Le professeur à l’Université de Saint-Boniface a tâché de partager, en construisant une pure fiction, ses réflexions sur les défis auxquels font face les personnes immigrantes au Canada. 

« J’ai observé que plusieurs nouveaux arrivants, notamment ceux qui sont arrivés au Manitoba comme réfugiés, candidats de la province ou dans la classe familiale, se sont retrouvés, à un moment donné de leur séjour, dans un état de désillusion par rapport à leurs attentes. » 

Le personnage subit en effet tout le poids de sa propre honte, ancrée dans sa perception du regard que les autres portent sur lui.

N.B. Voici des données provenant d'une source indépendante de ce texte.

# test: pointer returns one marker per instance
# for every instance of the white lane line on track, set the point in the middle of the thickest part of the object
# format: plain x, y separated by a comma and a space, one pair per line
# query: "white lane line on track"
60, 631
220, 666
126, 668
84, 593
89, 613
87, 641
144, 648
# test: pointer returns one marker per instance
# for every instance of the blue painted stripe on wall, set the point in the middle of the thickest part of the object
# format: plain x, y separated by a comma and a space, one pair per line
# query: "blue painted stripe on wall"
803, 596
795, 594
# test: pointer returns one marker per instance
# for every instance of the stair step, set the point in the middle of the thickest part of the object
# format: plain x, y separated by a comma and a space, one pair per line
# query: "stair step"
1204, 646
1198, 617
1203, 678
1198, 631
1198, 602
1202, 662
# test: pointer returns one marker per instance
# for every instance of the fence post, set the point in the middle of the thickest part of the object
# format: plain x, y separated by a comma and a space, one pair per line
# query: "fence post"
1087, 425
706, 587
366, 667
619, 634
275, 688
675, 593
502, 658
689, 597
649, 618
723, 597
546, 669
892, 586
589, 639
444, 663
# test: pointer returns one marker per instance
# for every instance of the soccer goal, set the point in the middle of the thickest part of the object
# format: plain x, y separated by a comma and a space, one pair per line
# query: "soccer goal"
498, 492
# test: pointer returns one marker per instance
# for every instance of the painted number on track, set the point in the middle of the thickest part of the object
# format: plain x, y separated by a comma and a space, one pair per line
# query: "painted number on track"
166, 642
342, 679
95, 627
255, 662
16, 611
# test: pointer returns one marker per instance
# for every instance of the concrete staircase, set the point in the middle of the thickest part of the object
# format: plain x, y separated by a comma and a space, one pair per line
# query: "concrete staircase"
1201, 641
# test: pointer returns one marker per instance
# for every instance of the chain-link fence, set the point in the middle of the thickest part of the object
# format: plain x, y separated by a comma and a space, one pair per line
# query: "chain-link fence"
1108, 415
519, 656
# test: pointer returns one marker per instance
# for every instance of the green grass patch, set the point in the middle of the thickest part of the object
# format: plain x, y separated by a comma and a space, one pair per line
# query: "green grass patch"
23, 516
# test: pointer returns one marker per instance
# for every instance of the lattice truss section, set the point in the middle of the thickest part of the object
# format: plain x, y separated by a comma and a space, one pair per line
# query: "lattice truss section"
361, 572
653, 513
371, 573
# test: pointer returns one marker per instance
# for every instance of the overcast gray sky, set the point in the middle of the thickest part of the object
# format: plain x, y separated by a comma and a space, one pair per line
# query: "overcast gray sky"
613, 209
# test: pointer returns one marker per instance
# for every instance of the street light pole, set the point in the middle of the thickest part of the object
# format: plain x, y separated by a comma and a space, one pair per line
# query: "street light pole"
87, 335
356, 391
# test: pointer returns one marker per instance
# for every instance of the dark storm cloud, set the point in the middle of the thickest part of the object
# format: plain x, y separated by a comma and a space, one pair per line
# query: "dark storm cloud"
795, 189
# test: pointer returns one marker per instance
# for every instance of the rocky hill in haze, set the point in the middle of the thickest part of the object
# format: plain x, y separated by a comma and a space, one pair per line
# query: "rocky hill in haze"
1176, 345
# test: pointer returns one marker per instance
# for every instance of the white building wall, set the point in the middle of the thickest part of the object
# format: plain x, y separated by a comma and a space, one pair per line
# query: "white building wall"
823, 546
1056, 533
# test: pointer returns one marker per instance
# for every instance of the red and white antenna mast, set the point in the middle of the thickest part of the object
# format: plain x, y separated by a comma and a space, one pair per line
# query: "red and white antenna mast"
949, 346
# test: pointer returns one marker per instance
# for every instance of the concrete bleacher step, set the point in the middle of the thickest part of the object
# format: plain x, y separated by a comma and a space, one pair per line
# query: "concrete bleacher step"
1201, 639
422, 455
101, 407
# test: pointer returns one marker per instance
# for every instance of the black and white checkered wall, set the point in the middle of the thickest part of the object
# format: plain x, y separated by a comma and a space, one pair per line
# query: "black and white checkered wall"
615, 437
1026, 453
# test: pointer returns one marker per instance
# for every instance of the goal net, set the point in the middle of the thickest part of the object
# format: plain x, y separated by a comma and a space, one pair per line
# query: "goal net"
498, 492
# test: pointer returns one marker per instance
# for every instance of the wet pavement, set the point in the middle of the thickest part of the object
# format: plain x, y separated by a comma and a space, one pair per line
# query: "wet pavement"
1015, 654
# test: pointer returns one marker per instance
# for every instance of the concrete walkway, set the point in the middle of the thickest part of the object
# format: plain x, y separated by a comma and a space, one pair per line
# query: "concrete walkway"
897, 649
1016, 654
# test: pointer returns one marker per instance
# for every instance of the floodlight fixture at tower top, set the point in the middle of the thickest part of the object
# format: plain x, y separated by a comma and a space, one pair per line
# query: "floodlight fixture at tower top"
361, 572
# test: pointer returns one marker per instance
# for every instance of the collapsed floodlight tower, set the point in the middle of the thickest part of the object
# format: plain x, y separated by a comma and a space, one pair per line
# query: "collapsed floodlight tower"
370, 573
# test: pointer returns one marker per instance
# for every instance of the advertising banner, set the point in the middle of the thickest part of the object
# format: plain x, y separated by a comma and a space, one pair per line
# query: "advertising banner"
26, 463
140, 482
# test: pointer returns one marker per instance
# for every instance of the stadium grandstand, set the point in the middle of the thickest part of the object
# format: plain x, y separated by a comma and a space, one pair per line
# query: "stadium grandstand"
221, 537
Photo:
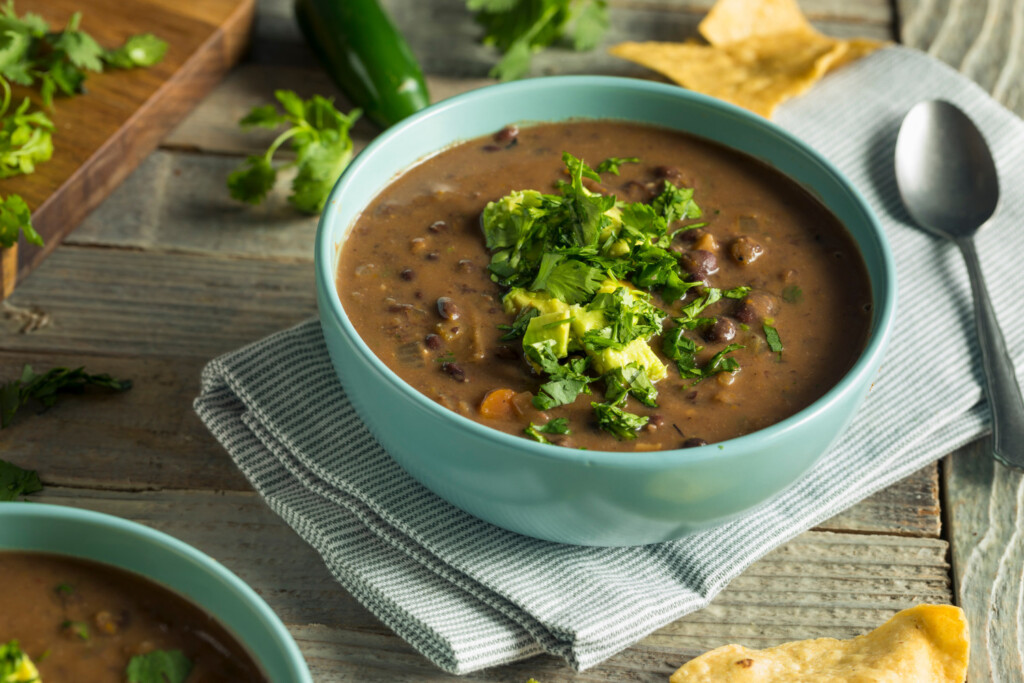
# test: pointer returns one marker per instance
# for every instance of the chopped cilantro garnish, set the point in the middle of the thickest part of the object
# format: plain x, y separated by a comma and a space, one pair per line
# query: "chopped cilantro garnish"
318, 135
159, 667
631, 379
556, 426
611, 164
567, 380
616, 421
774, 342
14, 481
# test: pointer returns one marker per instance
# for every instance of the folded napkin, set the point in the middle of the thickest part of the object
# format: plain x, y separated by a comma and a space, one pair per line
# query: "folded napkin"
469, 595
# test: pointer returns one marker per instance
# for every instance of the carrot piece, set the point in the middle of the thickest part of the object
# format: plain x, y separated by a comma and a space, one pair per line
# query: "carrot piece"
498, 403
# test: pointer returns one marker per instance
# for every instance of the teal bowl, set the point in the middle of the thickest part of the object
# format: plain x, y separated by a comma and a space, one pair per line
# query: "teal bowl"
206, 583
588, 497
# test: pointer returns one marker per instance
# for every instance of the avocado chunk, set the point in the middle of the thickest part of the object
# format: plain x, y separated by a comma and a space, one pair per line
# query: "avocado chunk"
550, 326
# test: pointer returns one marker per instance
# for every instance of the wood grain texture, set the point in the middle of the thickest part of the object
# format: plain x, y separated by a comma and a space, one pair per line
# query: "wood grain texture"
983, 39
985, 508
820, 584
102, 135
444, 38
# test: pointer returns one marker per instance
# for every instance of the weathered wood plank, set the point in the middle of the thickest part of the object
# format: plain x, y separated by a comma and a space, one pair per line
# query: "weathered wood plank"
819, 585
445, 39
984, 39
118, 302
985, 508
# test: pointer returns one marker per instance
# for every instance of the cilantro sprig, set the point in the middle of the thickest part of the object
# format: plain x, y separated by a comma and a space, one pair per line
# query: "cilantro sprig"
555, 426
15, 481
320, 138
47, 388
159, 667
520, 28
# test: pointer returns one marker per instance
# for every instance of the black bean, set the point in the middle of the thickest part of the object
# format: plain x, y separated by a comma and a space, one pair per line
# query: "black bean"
699, 263
745, 251
507, 134
757, 306
724, 330
506, 353
455, 372
448, 309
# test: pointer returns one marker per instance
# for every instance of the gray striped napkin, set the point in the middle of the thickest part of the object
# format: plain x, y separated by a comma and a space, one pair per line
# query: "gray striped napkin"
469, 595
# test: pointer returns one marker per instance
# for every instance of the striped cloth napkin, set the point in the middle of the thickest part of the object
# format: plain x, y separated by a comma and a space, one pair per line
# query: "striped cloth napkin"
469, 595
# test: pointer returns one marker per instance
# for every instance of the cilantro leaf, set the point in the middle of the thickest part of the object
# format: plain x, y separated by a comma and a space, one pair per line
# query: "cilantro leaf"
566, 381
159, 667
520, 28
556, 426
141, 50
616, 421
774, 342
320, 137
15, 219
47, 387
676, 203
631, 379
518, 327
14, 481
611, 164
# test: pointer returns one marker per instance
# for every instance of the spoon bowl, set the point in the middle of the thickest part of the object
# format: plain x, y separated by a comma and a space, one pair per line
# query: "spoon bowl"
949, 185
944, 170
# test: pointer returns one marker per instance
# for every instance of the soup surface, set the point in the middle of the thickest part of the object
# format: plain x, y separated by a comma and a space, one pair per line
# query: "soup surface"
788, 313
81, 621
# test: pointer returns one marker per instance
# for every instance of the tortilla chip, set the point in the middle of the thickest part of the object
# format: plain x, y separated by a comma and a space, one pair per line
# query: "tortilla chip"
924, 644
757, 74
735, 20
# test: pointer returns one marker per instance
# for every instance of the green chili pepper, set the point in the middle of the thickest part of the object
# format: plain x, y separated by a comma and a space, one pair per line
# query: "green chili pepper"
366, 55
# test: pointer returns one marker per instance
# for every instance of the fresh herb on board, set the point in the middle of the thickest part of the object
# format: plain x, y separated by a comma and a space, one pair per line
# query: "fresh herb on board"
46, 388
159, 667
581, 268
14, 481
35, 54
520, 28
320, 138
556, 426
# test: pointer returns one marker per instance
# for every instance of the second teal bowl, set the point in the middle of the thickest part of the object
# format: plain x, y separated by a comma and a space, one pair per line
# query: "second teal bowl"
159, 557
578, 497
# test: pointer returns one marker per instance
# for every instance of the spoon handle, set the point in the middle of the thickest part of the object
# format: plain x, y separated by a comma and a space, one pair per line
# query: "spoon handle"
1004, 391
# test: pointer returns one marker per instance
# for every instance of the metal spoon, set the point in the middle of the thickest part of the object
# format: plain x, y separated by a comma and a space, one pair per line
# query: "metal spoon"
947, 179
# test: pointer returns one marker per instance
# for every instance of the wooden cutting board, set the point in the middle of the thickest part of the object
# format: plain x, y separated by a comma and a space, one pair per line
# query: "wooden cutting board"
102, 135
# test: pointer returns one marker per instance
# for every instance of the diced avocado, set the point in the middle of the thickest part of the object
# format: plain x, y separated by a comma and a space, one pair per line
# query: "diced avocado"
517, 299
584, 321
504, 220
550, 326
637, 351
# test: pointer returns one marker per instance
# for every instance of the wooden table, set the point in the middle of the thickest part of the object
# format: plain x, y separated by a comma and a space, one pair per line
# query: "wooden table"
169, 272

Il est miroité par deux autres Adolphes : le fils perdu de son père adoptif qui devient pour Moumpala un fantôme violent, et Mimpala, un nouvel ami et compatriote rencontré au Canada. 

Pierre Minkala-Ntadi
Pierre Minkala-Ntadi

Ces figures auxquelles il tente de se mesurer deviennent les tremplins de riches introspections, qui l’amènent à dévoiler petit à petit toute une trame de souvenirs au fil du roman. Les incursions dans le monde de la SAPE (Société des ambianceurs et des personnes élégantes, phénomène culturel vestimentaire congolais), les critiques satiriques des systèmes politiques et des dynamiques sociales au camp de réfugiés sont parmi les passages les plus fascinants de l’intrigue.

Celle-ci se conclut par une chute surprenante qui laisse planer la suite du destin d’Adolphe tout en renforçant le message social de Minkala-Ntadi sur le potentiel de l’éducation et de la formation comme agents d’intégration dans une nouvelle communauté.